Но если эта картина представляется вам в виде сборища наших современных солдат в их убогих мундирах, вы глубоко заблуждаетесь. Подобно любому войску XVI века, армия Гонсало, в особенности пехота, славившаяся по всему христианскому миру своим снаряжением и доблестью, понятия не имела о суровой дисциплине наших дней, уравнявшей всех солдат. В те времена любой человек военного звания, будь то пеший или конный, мог выбрать себе платье, оружие и украшения по вкусу; поэтому толпа, запрудившая площадь, поражала разнообразием и пестротой костюмов, по которым легко было догадаться о национальности каждого воина. Испанцы, большей частью серьезные, словно застыли в позе надменного вызова, закутанные (или, как они говорят, embozados) в плащи, из-под которых выглядывал длинный и тонкий толедский клинок, итальянцы, словоохотливые и подвижные, щеголяли в камзолах или куртках с кинжалом, болтающимся сзади у пояса.
Едва зазвонил колокол, разговоры смолкли и все головы обнажились, ибо в те времена даже солдаты верили в Бога, а подчас и молились ему. Но вскоре все надели шляпы, и в толпе вновь послышался говор, однако нетрудно было заметить, что всеми этими людьми, с виду веселыми и оживленными, владела какая-то тревога, какая-то постоянная забота, составлявшая предмет их мыслей и разговоров. И поистине, было отчего тревожиться!
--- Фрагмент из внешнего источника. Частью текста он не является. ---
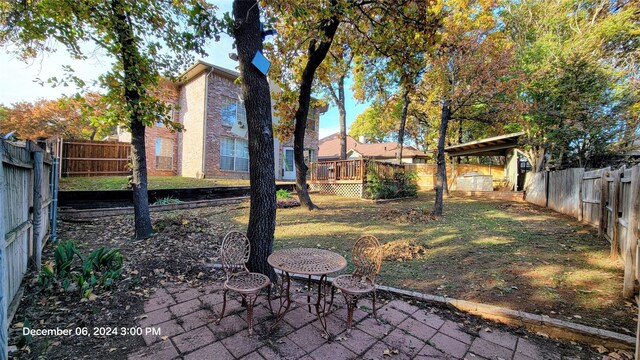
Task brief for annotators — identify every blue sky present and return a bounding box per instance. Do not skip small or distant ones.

Голод понемногу давал о себе знать: солдаты голодали, как и жители Барлетты; прославленный полководец в ожидании запаздывавшей помощи из Испании, отсиживался в Барлетте со всем своим войском, значительно уступавшим по силе французскому, он не желал ставить успех всей кампании в зависимость от случайного исхода одного сражения.
Жалкие домишки матросов и рыбаков, церковь и харчевня замыкали площадь с трех сторон. Четвертая сторона ее выходила прямо на берег моря, загроможденный рыбачьими лодками и сетями, а на горизонте, словно вырастая из моря, темнела гора Гаргано, на вершине которой догорали последние лучи заходящего солнца.
Далеко в море виднелось легкое суденышко, неторопливо шедшее под парусами; оно непрестанно лавировало, так как ветер над заливом то и дело менял направление, оставляя то там, то здесь длинные полосы ряби. Но расстояние, отделявшее судно от берега, было слишком велико, чтобы в неверном свете сумерек разглядеть его флаг.
Один из испанцев, стоявших на берегу, внимательно всматривался, щуря глаза и покручивая длиннющие черные усы, сильно тронутые сединой.